What is perhaps more telling is how little talk there was among coaches besides Arians about this movement at the league meetings. If it even is to become a movement with any tangible momentum. I asked him if his peers were asking questions or probing for names of other qualified female coaches or asking about his experience integrating them on his staff. Would the NFL coaching ranks truly embrace a strong female representation?

“Well, I think so,” Arians remarked. “Rex (Ryan) did it when he was in Buffalo. It’s finding the right person for your staff. But, honestly, no one has mentioned it. Of the coaches, no one has mentioned it.”

Ryan has been out of coaching since being fired by the Bills late in the 2016 season, and his immediate prospects of getting back in as a head coach seem bleak. And, frankly, it was Arians’ recommendation of Kathryn Smith to Ryan for the quality control/special teams opening he had in the summer of 2016 that helped pave the way for her hiring there. Ryan’s inclusionary ways with the Jets and Bills haven’t exactly created a groundswell, and the reality is that the number of African-American and Hispanic head coaches and general managers has been dwindling in recent years.

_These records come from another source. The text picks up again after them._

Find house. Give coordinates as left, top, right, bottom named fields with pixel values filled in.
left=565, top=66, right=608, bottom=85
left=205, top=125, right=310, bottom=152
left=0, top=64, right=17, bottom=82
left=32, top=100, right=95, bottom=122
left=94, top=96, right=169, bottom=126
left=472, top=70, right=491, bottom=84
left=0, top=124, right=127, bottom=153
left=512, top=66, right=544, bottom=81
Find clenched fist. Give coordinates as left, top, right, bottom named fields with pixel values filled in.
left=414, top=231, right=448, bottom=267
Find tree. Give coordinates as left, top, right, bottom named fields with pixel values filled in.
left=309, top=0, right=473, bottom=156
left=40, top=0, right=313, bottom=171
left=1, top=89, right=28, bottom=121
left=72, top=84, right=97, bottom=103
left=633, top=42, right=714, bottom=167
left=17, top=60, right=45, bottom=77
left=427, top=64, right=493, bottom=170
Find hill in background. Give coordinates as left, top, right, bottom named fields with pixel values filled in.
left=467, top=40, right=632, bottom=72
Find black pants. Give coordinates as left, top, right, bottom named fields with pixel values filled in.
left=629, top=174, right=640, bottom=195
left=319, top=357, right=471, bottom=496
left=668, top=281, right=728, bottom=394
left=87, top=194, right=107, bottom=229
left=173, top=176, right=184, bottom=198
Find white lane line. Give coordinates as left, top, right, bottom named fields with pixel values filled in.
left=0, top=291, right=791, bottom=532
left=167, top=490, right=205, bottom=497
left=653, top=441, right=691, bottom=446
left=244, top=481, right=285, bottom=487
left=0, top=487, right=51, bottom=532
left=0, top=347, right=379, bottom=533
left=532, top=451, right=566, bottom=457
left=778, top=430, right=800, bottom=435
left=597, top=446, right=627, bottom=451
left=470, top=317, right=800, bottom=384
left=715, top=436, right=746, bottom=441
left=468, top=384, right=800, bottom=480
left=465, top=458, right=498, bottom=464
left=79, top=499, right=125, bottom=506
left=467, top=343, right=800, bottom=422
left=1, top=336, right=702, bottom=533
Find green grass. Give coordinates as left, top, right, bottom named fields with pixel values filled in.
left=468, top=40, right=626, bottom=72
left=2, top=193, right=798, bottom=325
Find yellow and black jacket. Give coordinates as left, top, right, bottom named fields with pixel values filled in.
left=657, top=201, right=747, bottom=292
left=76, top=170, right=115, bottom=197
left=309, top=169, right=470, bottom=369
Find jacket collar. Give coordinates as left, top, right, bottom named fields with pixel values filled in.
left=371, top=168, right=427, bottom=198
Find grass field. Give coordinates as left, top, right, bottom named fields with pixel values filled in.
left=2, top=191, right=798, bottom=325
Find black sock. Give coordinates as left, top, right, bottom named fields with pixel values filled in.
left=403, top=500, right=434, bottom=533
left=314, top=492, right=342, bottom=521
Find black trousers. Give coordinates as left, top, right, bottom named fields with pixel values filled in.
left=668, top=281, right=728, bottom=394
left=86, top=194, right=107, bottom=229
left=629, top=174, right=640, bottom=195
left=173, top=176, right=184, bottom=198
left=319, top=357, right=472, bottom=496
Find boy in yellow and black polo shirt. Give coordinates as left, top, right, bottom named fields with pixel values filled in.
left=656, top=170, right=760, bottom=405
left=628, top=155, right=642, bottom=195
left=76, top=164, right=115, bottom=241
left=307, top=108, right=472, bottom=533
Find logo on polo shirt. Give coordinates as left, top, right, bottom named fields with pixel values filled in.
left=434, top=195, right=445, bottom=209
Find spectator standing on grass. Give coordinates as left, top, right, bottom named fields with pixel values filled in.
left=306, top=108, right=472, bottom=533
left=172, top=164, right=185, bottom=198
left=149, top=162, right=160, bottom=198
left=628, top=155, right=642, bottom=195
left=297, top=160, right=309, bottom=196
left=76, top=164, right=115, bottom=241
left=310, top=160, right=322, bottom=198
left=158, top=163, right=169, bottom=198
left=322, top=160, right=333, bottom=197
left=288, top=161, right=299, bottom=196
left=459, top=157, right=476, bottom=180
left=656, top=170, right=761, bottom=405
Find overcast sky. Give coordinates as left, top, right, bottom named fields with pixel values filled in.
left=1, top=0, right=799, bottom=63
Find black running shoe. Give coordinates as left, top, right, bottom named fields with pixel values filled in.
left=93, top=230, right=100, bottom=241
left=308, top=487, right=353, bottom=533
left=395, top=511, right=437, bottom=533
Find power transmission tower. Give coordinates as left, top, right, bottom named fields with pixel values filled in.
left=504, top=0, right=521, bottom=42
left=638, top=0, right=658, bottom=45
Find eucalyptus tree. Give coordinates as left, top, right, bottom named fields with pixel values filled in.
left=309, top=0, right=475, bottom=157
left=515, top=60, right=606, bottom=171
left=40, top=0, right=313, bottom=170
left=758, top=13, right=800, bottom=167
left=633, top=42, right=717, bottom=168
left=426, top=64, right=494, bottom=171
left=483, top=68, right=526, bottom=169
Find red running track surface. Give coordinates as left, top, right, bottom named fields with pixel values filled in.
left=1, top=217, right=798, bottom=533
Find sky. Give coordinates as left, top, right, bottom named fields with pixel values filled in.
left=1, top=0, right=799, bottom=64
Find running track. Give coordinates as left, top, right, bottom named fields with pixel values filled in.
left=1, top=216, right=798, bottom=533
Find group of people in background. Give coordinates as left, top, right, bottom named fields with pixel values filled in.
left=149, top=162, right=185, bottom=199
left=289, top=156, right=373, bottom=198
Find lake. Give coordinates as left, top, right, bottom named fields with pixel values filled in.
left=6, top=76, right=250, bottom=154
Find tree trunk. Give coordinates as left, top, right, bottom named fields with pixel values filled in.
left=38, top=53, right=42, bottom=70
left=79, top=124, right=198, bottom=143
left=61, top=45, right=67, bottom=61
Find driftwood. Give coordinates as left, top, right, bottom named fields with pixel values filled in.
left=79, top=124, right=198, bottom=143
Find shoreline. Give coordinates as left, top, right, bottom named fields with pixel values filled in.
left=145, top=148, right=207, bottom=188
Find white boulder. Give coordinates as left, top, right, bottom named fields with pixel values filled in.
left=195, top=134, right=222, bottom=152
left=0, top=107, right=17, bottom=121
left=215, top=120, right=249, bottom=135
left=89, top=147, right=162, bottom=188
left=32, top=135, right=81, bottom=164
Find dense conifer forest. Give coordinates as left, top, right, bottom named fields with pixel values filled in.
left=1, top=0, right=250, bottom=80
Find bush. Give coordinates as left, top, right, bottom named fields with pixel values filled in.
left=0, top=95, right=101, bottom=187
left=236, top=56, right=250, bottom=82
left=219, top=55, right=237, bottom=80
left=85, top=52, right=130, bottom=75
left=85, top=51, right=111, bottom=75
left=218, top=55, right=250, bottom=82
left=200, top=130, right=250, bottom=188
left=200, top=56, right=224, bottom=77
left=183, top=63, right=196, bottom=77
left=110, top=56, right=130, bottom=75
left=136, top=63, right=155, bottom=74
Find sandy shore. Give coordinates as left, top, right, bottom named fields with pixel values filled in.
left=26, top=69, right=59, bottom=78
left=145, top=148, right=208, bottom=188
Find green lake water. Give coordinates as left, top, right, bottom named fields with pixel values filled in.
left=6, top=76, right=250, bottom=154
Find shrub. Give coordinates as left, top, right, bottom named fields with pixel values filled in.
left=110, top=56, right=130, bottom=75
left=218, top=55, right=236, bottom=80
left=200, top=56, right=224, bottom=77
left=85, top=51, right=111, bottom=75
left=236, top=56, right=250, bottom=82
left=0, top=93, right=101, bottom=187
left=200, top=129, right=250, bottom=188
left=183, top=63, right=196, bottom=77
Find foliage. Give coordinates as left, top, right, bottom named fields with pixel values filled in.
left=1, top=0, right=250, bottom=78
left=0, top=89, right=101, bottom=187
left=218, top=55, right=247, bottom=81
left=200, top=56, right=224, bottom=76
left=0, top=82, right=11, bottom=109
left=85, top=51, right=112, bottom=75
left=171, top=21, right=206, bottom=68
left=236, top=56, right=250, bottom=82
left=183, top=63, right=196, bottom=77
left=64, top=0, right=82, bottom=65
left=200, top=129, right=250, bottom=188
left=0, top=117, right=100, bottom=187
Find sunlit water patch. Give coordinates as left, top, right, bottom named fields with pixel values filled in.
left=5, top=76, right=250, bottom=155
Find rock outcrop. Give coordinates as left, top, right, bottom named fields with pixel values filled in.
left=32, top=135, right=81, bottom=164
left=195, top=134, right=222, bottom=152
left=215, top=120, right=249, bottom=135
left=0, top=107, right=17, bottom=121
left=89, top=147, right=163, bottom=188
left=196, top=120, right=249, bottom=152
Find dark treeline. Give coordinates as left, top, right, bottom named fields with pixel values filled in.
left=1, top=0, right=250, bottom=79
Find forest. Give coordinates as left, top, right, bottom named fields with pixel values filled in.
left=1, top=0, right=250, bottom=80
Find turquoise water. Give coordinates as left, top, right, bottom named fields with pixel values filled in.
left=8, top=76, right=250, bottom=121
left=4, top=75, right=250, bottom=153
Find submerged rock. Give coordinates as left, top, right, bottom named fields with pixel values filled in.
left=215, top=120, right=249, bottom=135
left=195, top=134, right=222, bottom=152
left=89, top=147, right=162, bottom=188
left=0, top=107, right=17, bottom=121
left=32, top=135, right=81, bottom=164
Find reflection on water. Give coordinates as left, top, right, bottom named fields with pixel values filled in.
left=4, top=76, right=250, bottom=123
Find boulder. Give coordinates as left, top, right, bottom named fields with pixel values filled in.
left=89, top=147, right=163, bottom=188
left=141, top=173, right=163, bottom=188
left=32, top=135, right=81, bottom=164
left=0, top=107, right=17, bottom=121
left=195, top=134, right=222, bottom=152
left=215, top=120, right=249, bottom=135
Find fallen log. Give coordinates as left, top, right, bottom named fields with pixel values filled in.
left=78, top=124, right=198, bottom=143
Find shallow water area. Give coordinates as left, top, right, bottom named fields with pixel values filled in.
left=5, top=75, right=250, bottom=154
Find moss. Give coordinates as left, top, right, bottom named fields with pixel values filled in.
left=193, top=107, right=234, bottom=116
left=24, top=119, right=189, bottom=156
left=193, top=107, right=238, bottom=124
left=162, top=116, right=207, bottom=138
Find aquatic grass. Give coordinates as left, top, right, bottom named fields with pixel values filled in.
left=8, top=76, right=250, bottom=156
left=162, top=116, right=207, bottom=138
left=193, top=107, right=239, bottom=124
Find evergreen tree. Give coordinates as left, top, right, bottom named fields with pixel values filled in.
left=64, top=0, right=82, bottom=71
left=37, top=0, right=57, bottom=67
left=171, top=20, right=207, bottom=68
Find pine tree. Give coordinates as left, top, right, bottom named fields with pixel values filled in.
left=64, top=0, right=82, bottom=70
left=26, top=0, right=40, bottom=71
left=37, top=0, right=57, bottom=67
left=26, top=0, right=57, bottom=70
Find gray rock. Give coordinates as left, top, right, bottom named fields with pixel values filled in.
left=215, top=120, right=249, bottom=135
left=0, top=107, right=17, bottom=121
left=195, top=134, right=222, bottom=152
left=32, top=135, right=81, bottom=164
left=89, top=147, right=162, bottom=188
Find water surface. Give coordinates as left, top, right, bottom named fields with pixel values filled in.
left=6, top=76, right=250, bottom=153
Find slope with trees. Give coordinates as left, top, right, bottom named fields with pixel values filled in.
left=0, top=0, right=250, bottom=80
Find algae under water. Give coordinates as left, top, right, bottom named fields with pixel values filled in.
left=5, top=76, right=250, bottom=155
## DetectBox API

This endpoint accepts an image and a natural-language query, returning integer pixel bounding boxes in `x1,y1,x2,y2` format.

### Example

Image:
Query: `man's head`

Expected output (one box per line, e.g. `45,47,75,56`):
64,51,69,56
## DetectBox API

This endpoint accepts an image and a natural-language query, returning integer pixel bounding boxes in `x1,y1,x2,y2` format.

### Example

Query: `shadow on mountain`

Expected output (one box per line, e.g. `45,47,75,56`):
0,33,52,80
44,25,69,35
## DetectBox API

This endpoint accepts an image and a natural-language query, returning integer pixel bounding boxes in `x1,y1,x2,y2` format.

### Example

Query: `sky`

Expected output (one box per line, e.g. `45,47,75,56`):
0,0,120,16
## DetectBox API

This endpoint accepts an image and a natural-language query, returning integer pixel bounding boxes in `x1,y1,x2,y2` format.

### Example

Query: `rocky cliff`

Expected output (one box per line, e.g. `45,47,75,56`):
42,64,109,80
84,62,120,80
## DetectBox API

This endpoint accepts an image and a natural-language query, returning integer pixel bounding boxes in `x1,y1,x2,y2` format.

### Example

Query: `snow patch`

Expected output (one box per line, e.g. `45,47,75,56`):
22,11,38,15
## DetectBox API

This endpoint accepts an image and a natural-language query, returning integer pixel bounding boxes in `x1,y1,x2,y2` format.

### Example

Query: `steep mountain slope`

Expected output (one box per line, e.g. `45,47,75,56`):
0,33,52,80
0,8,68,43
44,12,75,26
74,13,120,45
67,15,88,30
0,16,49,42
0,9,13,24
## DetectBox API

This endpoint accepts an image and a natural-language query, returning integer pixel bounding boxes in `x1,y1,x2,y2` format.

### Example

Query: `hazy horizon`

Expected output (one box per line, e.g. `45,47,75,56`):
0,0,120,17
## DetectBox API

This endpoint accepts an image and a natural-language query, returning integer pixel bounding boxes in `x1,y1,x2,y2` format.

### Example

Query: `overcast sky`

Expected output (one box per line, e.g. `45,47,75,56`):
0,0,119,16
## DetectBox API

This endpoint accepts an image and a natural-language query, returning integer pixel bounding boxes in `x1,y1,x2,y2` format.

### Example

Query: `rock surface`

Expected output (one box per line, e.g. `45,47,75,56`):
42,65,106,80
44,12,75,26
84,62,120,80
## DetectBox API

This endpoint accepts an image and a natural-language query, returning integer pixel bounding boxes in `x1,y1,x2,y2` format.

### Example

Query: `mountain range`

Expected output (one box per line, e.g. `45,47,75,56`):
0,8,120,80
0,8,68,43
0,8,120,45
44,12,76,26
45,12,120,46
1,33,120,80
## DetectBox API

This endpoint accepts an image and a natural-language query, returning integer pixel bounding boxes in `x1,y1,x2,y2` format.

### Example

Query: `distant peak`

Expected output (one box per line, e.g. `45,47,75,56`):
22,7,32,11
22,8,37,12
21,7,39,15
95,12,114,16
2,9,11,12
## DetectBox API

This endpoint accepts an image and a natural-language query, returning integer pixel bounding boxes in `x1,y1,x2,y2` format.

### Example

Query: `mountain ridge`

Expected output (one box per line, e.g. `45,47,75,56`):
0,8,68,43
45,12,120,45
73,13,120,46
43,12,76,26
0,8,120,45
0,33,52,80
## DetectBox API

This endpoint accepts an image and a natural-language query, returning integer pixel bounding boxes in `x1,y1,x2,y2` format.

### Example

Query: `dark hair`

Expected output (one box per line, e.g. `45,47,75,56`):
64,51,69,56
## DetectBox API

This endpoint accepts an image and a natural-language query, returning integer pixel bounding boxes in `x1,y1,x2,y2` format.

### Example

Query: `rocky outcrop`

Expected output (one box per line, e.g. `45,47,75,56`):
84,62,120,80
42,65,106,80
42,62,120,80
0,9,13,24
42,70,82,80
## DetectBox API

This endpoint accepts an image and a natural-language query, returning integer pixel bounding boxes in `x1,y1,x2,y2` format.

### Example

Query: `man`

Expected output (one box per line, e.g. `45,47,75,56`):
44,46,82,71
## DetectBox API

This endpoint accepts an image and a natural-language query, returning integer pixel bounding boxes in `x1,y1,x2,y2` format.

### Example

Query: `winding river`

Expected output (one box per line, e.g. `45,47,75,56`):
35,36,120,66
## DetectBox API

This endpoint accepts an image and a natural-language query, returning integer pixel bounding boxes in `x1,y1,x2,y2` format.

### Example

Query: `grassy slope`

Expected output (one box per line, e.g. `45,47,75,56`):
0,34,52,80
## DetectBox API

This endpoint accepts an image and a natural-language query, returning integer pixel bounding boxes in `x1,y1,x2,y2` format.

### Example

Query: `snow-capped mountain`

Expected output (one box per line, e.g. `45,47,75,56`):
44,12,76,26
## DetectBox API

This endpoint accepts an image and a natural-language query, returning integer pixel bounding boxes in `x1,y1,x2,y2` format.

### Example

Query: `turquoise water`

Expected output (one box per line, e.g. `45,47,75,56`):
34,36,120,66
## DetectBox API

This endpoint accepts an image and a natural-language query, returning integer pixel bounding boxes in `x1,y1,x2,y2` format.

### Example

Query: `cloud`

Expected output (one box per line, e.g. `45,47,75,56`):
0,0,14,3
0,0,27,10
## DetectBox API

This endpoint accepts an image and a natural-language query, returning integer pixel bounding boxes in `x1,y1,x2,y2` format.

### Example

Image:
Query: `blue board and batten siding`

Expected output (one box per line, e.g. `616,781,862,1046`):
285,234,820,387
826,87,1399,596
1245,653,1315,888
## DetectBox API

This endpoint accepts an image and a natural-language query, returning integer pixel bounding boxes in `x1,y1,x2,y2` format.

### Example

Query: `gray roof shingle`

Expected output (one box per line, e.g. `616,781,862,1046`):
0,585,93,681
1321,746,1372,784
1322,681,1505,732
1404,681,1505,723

When it comes to the highest-ranking football operations executive in all 32 franchises, only one is not a white male (Chris Grier of the Dolphins). Only one African-American head coach was hired in this last cycle despite a quarter of the league changing over – Brian Flores, also of the Dolphins. Flores joins Mike Tomlin and Anthony Lynn to comprise less than 10 percent of the jobs in a league where the players are overwhelmingly not white.

When a reporter mentioned to Arians that he was the only NFL coach with three African-American coordinators, he quickly jumped in and added “and assistant head coach,” a title reserved for Harold Goodwin. Arians also has an African-American defensive coordinator in Todd Bowles, offensive coordinator in Byron Leftwich and special teams coach in Keith Armstrong. He isn’t sitting around counting, but it’s impossible not to take notice when the trends are this obvious.

“It’s not by design,” Arians said of his staff composition, “it’s because they are really qualified guys I have worked with and I know can coach. I think they’re all head-coaching candidates, but it’s not like, ‘Let me go find this guy to fit this role.’ I’ve known these guys, and I’ve worked with them. It was just a natural fit.”

Coaches tend to hire who they know and what they know. More should reach beyond their cocoons and networks and coaching family trees and seek those with perspectives and backgrounds different than their own. But that isn’t how it has worked. The current thrust is to hire almost exclusively quarterback gurus and offensive play-callers as head coaches, which becomes a self-fulfilling prophecy with so few head coaches and organizations hiring African American quarterback coaches and offensive coordinators who would be positioned to move up the ladder.

“There’s not enough guys in that pool on offense,” Arians said, “and we have to build that. We have to build that African-American offensive coordinator/QB coach that is going to be a head coach. And I think that’s our jobs as head coaches, to find those guys.”

Arians of course, has developed Goodwin and Leftwich during his time in Arizona, and, now, Antwaan Randle El is his latest protege, taking on the former receiver and quarterback as an offensive assistant in Tampa. It’s something that comes natural to him, and he cares deeply about.

“I always look for former player who have a passion … And Antwaan Randle El, I think, is going to get there. That’s why he is on the staff — to help him grow at either of those positions. Everybody has got a different view of it, and how you hire your staff. I just think it’s part of my job.”

Eventually, hopefully, Arians’ way of thinking becomes more of the norm. One-hundred years into the NFL, and somehow his inclusionary actions render him more of an outlier than anything else. It’s beyond time that women are made to feel more welcome within the game. Ten decades is more than long enough.